China also does not have to dramatically adjust any of its global strategies as all of them involve reaching out to more developing countries, especially those geographically close to its borders. The Belt and Road Initiative (BRI) of China can easily accommodate the inclusion of the Philippines in this project that traces the historical Silk Road. We should remember that long before the Spaniards came, the Philippines had already been trading with China and local sultans had even gone to China to cement relationships.
China’s ascendancy on the world stage is being acknowledged by many countries. The presentation of Chinese President Xi Jinping at a World Economic Forum in Davos was well received as it reflected a desire to be a responsible leader in continuing globalization and a global statesman in resolving international disputes in contrast to the unpredictability of the new American President Donald Trump. The Duterte administration shift towards China without totally cutting ties with the United States is bringing in dividends.

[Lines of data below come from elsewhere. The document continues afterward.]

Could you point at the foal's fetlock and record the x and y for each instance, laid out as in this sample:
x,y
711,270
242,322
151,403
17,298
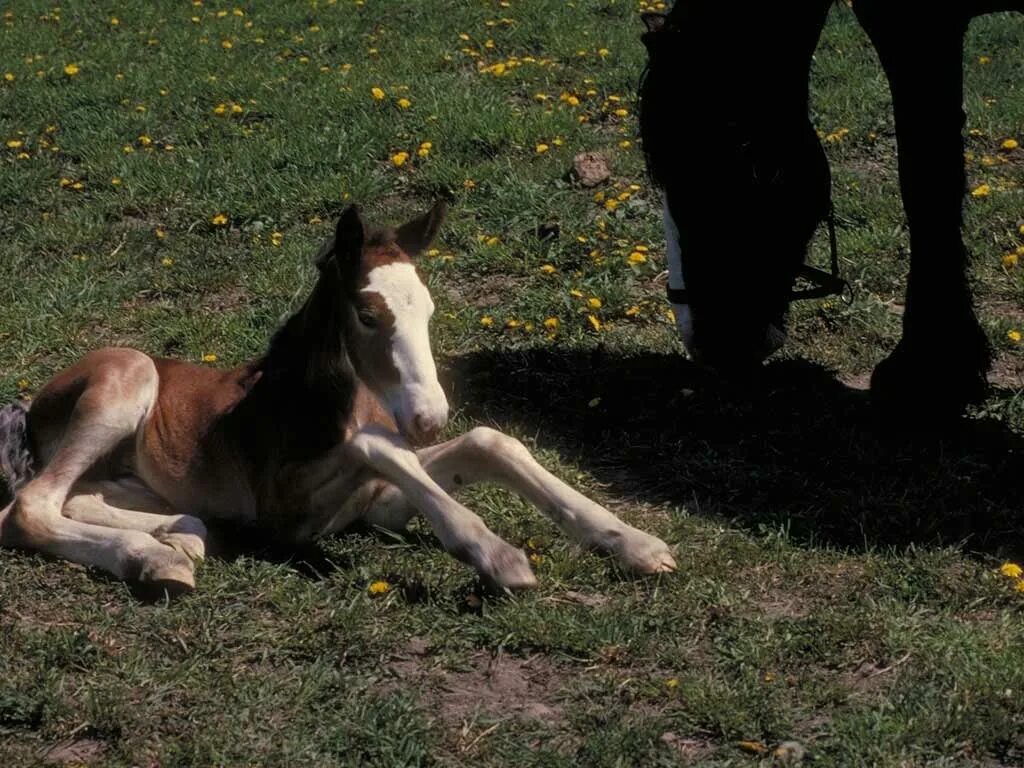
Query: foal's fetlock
x,y
186,535
499,562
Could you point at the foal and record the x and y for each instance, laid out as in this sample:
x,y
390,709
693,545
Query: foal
x,y
135,452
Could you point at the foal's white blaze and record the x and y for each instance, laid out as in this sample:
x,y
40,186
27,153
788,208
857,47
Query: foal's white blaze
x,y
684,318
418,402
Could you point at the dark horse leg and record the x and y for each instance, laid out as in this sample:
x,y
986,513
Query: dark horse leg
x,y
940,364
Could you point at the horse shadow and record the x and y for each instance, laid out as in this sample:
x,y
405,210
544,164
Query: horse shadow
x,y
797,450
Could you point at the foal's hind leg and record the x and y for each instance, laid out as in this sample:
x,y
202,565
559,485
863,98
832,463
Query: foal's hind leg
x,y
130,505
486,455
120,386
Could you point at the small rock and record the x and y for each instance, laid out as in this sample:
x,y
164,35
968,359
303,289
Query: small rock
x,y
591,168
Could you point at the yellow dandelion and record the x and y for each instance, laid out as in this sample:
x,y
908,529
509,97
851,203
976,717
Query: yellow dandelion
x,y
1011,570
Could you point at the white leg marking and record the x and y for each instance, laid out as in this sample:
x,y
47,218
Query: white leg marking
x,y
486,455
684,317
461,531
130,506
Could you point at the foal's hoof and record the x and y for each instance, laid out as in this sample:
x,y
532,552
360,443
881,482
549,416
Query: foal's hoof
x,y
644,554
171,571
188,545
508,567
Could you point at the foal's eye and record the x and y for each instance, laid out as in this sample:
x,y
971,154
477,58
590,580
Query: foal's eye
x,y
368,318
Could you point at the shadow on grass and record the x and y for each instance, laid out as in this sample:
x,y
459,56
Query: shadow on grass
x,y
798,450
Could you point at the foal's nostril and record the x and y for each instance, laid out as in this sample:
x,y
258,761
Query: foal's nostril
x,y
425,428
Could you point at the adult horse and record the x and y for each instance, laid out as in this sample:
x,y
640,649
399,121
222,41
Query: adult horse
x,y
123,456
725,129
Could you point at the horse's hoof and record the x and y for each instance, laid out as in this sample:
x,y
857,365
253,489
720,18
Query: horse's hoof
x,y
172,572
644,554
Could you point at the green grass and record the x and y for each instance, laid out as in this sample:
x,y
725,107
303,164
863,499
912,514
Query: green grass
x,y
837,583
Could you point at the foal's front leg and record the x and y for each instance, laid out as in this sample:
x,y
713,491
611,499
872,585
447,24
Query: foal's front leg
x,y
484,455
461,531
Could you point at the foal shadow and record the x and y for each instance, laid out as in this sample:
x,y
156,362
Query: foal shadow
x,y
797,451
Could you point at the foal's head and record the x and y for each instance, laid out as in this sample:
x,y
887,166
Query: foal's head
x,y
723,119
385,310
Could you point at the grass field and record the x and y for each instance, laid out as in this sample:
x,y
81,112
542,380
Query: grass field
x,y
167,170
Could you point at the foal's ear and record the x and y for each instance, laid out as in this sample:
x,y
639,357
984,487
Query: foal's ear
x,y
654,22
350,232
348,238
417,236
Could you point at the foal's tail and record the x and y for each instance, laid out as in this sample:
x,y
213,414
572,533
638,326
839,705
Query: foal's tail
x,y
15,454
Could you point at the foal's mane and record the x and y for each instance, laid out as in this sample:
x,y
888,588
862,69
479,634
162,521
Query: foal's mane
x,y
306,380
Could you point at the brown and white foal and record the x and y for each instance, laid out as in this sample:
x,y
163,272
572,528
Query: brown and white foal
x,y
134,452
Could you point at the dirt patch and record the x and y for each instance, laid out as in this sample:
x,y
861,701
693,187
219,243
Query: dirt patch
x,y
493,687
225,299
688,750
75,751
869,677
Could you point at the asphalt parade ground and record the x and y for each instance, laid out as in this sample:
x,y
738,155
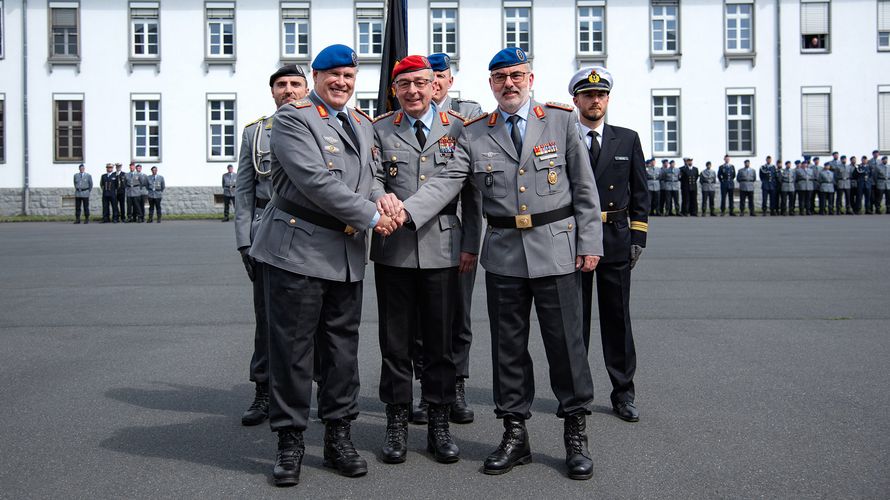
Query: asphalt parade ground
x,y
763,351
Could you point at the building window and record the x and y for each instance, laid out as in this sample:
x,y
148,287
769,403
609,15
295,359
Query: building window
x,y
144,29
739,28
665,27
883,25
665,124
443,29
740,122
518,27
146,128
369,31
816,120
220,40
815,26
68,114
295,31
591,29
221,128
65,40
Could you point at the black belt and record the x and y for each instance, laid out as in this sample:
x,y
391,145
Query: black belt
x,y
317,218
532,220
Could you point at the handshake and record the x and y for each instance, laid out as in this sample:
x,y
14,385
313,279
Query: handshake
x,y
392,214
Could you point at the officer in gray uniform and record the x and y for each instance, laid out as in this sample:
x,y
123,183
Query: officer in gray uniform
x,y
83,186
253,190
416,272
155,185
229,180
653,173
708,182
746,178
543,214
313,243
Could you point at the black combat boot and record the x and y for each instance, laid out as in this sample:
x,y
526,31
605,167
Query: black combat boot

The forthcoming visit of President Duterte to Russia will help strengthen relationships but, as announced, no agreements will be signed. It is more a preliminary visit to explore areas for economic cooperation and people-to-people exchanges. This cautionary approach is prudent as, unlike China, the Philippines does not have a long history of trade with Russia. Also domestic issues on the economic and political fields as well as its involvement in a number of conflicts in the Middle East may constrain Russia’s ability to provide the level of support now being offered by China. One does not also have to embrace another Big Brother when one is already in the tight embrace of China, especially when there is still some degree of rivalry between Russia and China.
The Duterte administration is fortunate that it has the “China ace” in its cards but it has to be careful that it plays the game well with only the welfare of the Filipino people in mind.